リバーシブル
その日は、ひどく体調が悪かった。
どうも悪い風邪にやられたらしい。駅からマンションまで十数分。それだけの距離を歩くのに、幾度もの小休止が必要になるほどだった。
朦朧とした意識のままエレベーターを使い、どうにか自分の部屋に帰り着く。
肩ごとぶつかるようにしてドアに寄りかかり、鍵を回して押し開く。勢い余って倒れ込みそうになるのをどうにか堪え、上着とネクタイだけを脱ぎ捨る。

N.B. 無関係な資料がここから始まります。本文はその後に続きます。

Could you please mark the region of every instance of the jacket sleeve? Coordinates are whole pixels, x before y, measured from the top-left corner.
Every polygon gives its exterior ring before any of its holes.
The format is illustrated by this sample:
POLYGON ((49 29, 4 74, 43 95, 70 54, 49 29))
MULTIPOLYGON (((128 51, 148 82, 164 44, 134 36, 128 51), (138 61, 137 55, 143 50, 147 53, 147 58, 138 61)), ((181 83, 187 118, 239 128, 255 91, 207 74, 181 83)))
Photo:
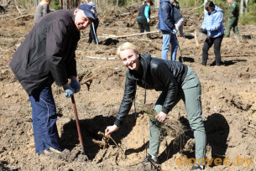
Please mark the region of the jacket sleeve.
POLYGON ((64 49, 68 41, 69 33, 67 26, 60 19, 55 20, 47 26, 46 59, 50 73, 57 85, 68 82, 64 49))
POLYGON ((223 14, 222 14, 222 12, 217 13, 212 26, 207 26, 206 27, 206 30, 210 31, 210 32, 215 31, 215 30, 218 30, 218 28, 222 24, 222 20, 223 20, 223 14))
POLYGON ((49 9, 49 4, 44 4, 43 7, 42 7, 42 11, 43 11, 43 16, 46 15, 50 9, 49 9))
POLYGON ((118 113, 116 117, 115 125, 120 127, 123 121, 131 110, 133 101, 136 94, 136 82, 128 78, 128 73, 125 80, 125 89, 123 97, 119 107, 118 113))
POLYGON ((201 28, 202 29, 206 29, 206 16, 205 15, 205 17, 204 17, 204 21, 202 22, 202 24, 201 24, 201 28))
POLYGON ((172 13, 172 6, 170 4, 169 2, 163 2, 162 3, 162 11, 163 11, 163 18, 165 23, 170 28, 175 28, 174 19, 170 16, 170 13, 172 13))
POLYGON ((175 105, 178 94, 178 83, 166 64, 156 65, 153 69, 153 72, 159 78, 159 81, 165 85, 165 89, 167 90, 167 96, 163 105, 162 111, 168 114, 175 105))
POLYGON ((232 16, 233 16, 233 13, 234 13, 236 8, 237 8, 236 3, 231 3, 231 4, 230 4, 230 7, 229 7, 229 13, 232 13, 232 16))

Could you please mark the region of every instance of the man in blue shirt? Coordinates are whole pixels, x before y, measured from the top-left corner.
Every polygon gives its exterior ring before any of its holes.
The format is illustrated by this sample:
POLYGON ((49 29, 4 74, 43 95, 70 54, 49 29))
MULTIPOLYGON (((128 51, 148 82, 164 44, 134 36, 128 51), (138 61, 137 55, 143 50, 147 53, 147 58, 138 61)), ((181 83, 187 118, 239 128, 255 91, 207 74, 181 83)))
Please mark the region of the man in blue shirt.
POLYGON ((176 38, 175 21, 174 19, 174 6, 170 0, 161 0, 159 9, 159 27, 163 34, 162 59, 168 60, 168 50, 171 44, 171 60, 176 60, 178 40, 176 38))
POLYGON ((223 14, 220 8, 212 1, 208 1, 205 7, 206 13, 200 29, 207 34, 207 38, 202 47, 202 65, 206 65, 208 50, 214 44, 214 54, 216 65, 221 65, 221 44, 223 39, 223 14))
MULTIPOLYGON (((138 28, 140 33, 150 32, 149 22, 150 22, 150 6, 153 4, 151 0, 147 0, 144 2, 144 5, 138 9, 138 15, 137 17, 138 28)), ((149 34, 147 34, 147 37, 151 39, 149 34)))

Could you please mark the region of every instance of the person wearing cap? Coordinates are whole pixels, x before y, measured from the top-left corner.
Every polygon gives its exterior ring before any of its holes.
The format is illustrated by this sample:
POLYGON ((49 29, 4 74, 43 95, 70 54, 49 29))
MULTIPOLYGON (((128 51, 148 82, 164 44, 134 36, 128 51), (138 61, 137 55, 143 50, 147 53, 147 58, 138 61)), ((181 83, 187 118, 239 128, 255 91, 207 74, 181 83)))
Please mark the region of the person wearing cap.
MULTIPOLYGON (((157 115, 150 117, 149 152, 144 163, 159 162, 157 155, 163 139, 161 126, 168 117, 167 114, 182 99, 190 126, 194 131, 196 162, 201 165, 200 159, 205 158, 206 137, 201 118, 201 84, 193 70, 178 61, 152 58, 149 54, 141 54, 138 48, 129 42, 118 48, 117 55, 128 68, 125 89, 116 121, 112 126, 107 127, 105 135, 112 134, 122 126, 135 101, 137 86, 145 89, 145 99, 146 90, 161 91, 153 107, 153 113, 157 115)), ((199 168, 201 166, 193 167, 199 168)))
POLYGON ((94 40, 94 43, 96 44, 99 44, 99 41, 97 36, 97 27, 99 25, 99 19, 97 17, 97 13, 96 10, 96 5, 93 2, 87 2, 86 0, 82 0, 81 1, 81 4, 88 4, 88 5, 91 5, 93 7, 94 12, 95 12, 95 19, 93 21, 93 23, 90 25, 90 33, 89 33, 89 39, 88 39, 88 43, 91 44, 92 42, 92 39, 94 40))
POLYGON ((185 38, 183 33, 183 26, 185 23, 184 18, 180 11, 180 5, 176 0, 170 0, 170 3, 174 5, 173 11, 174 11, 174 20, 175 23, 175 28, 178 31, 180 37, 185 38))
POLYGON ((50 0, 42 0, 36 7, 34 15, 34 23, 36 23, 39 18, 50 13, 50 0))
MULTIPOLYGON (((147 0, 138 9, 138 14, 137 17, 138 25, 140 33, 150 32, 149 22, 150 22, 150 6, 153 4, 151 0, 147 0)), ((150 34, 147 34, 149 39, 152 39, 150 34)))
POLYGON ((231 28, 233 28, 233 32, 236 35, 239 35, 239 30, 238 27, 239 18, 239 7, 237 0, 227 0, 229 3, 228 8, 228 20, 225 29, 225 38, 228 38, 230 35, 231 28))
POLYGON ((206 33, 206 39, 202 47, 202 62, 203 66, 206 65, 208 60, 208 50, 214 44, 215 65, 219 66, 222 63, 221 46, 224 35, 224 28, 222 24, 222 10, 214 4, 212 1, 206 3, 203 23, 200 28, 201 33, 206 33))
POLYGON ((51 85, 62 86, 65 97, 79 92, 76 49, 80 31, 94 20, 93 8, 58 10, 44 16, 13 55, 10 67, 32 106, 35 153, 61 151, 51 85))
POLYGON ((168 51, 171 44, 170 59, 176 60, 178 50, 178 40, 176 38, 177 30, 175 29, 174 19, 174 6, 170 0, 161 0, 159 8, 159 26, 158 28, 163 34, 162 59, 168 60, 168 51))

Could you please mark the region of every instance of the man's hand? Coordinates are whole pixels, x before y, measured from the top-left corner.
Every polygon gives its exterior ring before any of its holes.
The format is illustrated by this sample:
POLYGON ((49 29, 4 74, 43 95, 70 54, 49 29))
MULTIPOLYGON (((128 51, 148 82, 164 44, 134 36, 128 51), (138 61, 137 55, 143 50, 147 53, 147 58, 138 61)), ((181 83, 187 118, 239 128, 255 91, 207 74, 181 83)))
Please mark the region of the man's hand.
POLYGON ((177 33, 177 30, 175 28, 173 28, 170 33, 175 34, 177 33))
POLYGON ((105 129, 105 136, 112 134, 113 132, 118 131, 118 129, 119 129, 119 127, 116 125, 108 126, 105 129))
POLYGON ((75 93, 77 93, 77 92, 80 91, 81 86, 80 86, 80 84, 78 83, 78 81, 76 80, 76 78, 71 79, 71 86, 74 89, 75 93))
POLYGON ((156 116, 156 120, 158 120, 160 122, 164 122, 165 120, 166 119, 167 114, 164 113, 163 111, 160 111, 157 116, 156 116))
POLYGON ((63 89, 65 91, 65 93, 64 93, 65 97, 69 98, 74 95, 75 91, 74 91, 74 89, 72 89, 71 85, 64 86, 63 89))
POLYGON ((207 30, 206 29, 203 29, 201 28, 199 28, 199 31, 202 34, 207 34, 207 30))

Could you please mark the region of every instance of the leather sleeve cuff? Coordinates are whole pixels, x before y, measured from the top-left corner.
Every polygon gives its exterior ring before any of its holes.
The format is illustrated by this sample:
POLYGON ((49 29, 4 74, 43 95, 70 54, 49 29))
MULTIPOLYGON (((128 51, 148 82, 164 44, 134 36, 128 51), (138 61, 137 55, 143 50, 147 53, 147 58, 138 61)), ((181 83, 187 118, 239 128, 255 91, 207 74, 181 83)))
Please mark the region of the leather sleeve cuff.
POLYGON ((119 121, 118 119, 116 119, 114 124, 119 127, 121 127, 121 125, 122 125, 122 122, 119 121))
POLYGON ((169 110, 168 110, 168 109, 166 109, 166 108, 165 108, 165 107, 163 107, 162 111, 163 111, 164 113, 168 114, 169 110))

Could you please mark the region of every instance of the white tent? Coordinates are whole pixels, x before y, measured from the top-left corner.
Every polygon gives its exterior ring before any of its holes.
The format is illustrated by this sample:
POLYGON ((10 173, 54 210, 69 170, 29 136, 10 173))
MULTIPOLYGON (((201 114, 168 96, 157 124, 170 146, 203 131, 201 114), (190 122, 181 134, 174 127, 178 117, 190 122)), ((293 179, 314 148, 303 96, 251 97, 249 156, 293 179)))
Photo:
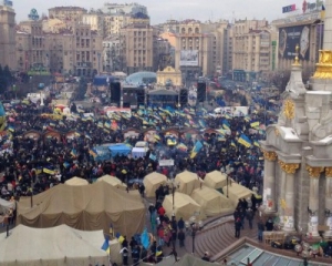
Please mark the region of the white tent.
POLYGON ((80 185, 89 185, 89 182, 86 180, 81 178, 81 177, 74 176, 74 177, 65 181, 64 184, 80 186, 80 185))
POLYGON ((83 232, 60 225, 31 228, 18 225, 9 237, 0 234, 0 265, 108 265, 103 231, 83 232))
POLYGON ((189 219, 194 215, 196 215, 199 218, 205 218, 205 214, 200 205, 197 202, 195 202, 190 196, 179 192, 175 192, 174 203, 173 195, 167 195, 163 202, 163 206, 168 217, 175 214, 177 219, 179 219, 180 217, 183 217, 184 219, 189 219))
POLYGON ((166 182, 166 175, 159 174, 157 172, 153 172, 146 175, 143 180, 143 184, 145 186, 145 195, 147 197, 154 197, 156 190, 159 188, 160 185, 164 185, 166 182))
POLYGON ((200 187, 203 180, 197 174, 184 171, 175 176, 175 181, 179 184, 177 192, 190 195, 194 190, 200 187))
POLYGON ((226 215, 235 211, 231 201, 215 188, 196 188, 190 196, 201 206, 206 216, 226 215))
POLYGON ((215 190, 222 188, 227 185, 227 175, 215 170, 206 174, 204 178, 204 185, 215 190))
POLYGON ((227 190, 229 200, 232 202, 234 206, 238 205, 240 198, 247 200, 253 194, 253 192, 247 188, 246 186, 239 185, 235 182, 229 183, 228 188, 227 186, 222 187, 224 195, 227 195, 227 190))
POLYGON ((97 182, 105 181, 110 185, 125 191, 127 188, 127 185, 122 183, 122 181, 115 176, 112 175, 103 175, 102 177, 97 178, 97 182))
POLYGON ((0 214, 8 213, 10 208, 12 208, 12 209, 17 208, 15 201, 8 202, 3 198, 0 198, 0 214))

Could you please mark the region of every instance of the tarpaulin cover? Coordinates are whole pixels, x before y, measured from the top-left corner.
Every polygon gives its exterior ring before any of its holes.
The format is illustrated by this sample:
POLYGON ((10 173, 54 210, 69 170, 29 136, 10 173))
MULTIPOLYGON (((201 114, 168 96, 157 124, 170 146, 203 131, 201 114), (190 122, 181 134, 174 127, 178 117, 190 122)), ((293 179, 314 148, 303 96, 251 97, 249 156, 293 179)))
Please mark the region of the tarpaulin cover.
POLYGON ((206 216, 226 215, 235 211, 231 201, 215 188, 203 186, 196 188, 190 196, 201 206, 206 216))
POLYGON ((132 149, 128 147, 127 145, 125 144, 115 144, 115 145, 111 145, 108 146, 110 151, 111 151, 111 156, 112 157, 115 157, 116 155, 121 156, 121 155, 124 155, 124 156, 127 156, 132 149))
POLYGON ((110 185, 125 191, 127 188, 127 185, 122 183, 122 181, 115 176, 112 175, 103 175, 102 177, 97 178, 97 182, 104 181, 108 183, 110 185))
POLYGON ((143 180, 143 184, 145 186, 145 195, 147 197, 155 197, 156 190, 159 188, 160 185, 164 185, 166 181, 166 175, 159 174, 157 172, 153 172, 146 175, 143 180))
MULTIPOLYGON (((222 187, 222 192, 224 195, 227 194, 227 186, 222 187)), ((248 197, 251 197, 252 194, 252 191, 246 186, 239 185, 238 183, 231 182, 231 184, 228 185, 228 196, 235 206, 238 205, 240 198, 247 200, 248 197)))
POLYGON ((216 190, 222 188, 227 185, 227 176, 219 171, 212 171, 206 174, 204 185, 216 190))
POLYGON ((173 214, 175 214, 177 219, 183 217, 185 221, 189 219, 194 215, 198 218, 206 217, 200 205, 197 202, 195 202, 190 196, 179 192, 175 192, 174 203, 173 195, 167 195, 163 202, 163 206, 168 217, 170 217, 173 214))
POLYGON ((60 225, 31 228, 18 225, 9 237, 0 234, 0 265, 68 266, 108 265, 102 231, 83 232, 60 225))
POLYGON ((10 208, 15 209, 15 201, 8 202, 3 198, 0 198, 0 214, 6 214, 10 208))
POLYGON ((203 180, 197 174, 184 171, 176 175, 175 181, 179 183, 178 192, 190 195, 195 188, 200 187, 203 180))
POLYGON ((136 195, 96 182, 85 186, 60 184, 18 203, 17 223, 31 227, 66 224, 84 231, 110 231, 131 237, 144 228, 145 207, 136 195))
POLYGON ((74 177, 65 181, 64 184, 80 186, 80 185, 89 185, 89 182, 86 180, 84 180, 84 178, 74 176, 74 177))

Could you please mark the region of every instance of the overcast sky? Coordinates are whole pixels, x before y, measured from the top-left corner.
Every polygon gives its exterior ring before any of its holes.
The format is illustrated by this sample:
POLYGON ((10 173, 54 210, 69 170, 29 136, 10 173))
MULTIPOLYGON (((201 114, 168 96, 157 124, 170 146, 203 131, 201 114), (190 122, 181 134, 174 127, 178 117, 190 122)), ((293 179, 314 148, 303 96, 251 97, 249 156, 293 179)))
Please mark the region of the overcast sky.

あとはそのまま万年床に潜り込み、そうして気絶するように眠った。
翌日。
自分にとっては念な事に、体調は大分良くなっていた。昨日のような具合だったら意地でも欠勤しよう思っていたのに、肩透かしの気分だ。
朝食を済ませ、風邪薬を服用して家を出る。
鍵をかけようとして、そこで「ん?」と首を傾げた。
この部屋の扉は、中からならば押して開けるタイプのものだ。
けれど昨日は確かに、外から押し開いた記憶がある。体当りのようにドアを抜け、それで転びかけたのは錯覚ではない。
どうにも腑に落ちなくて、昨夜と同じく外からぐいと押してみる。
当然のように、ドアはびくともしなかった。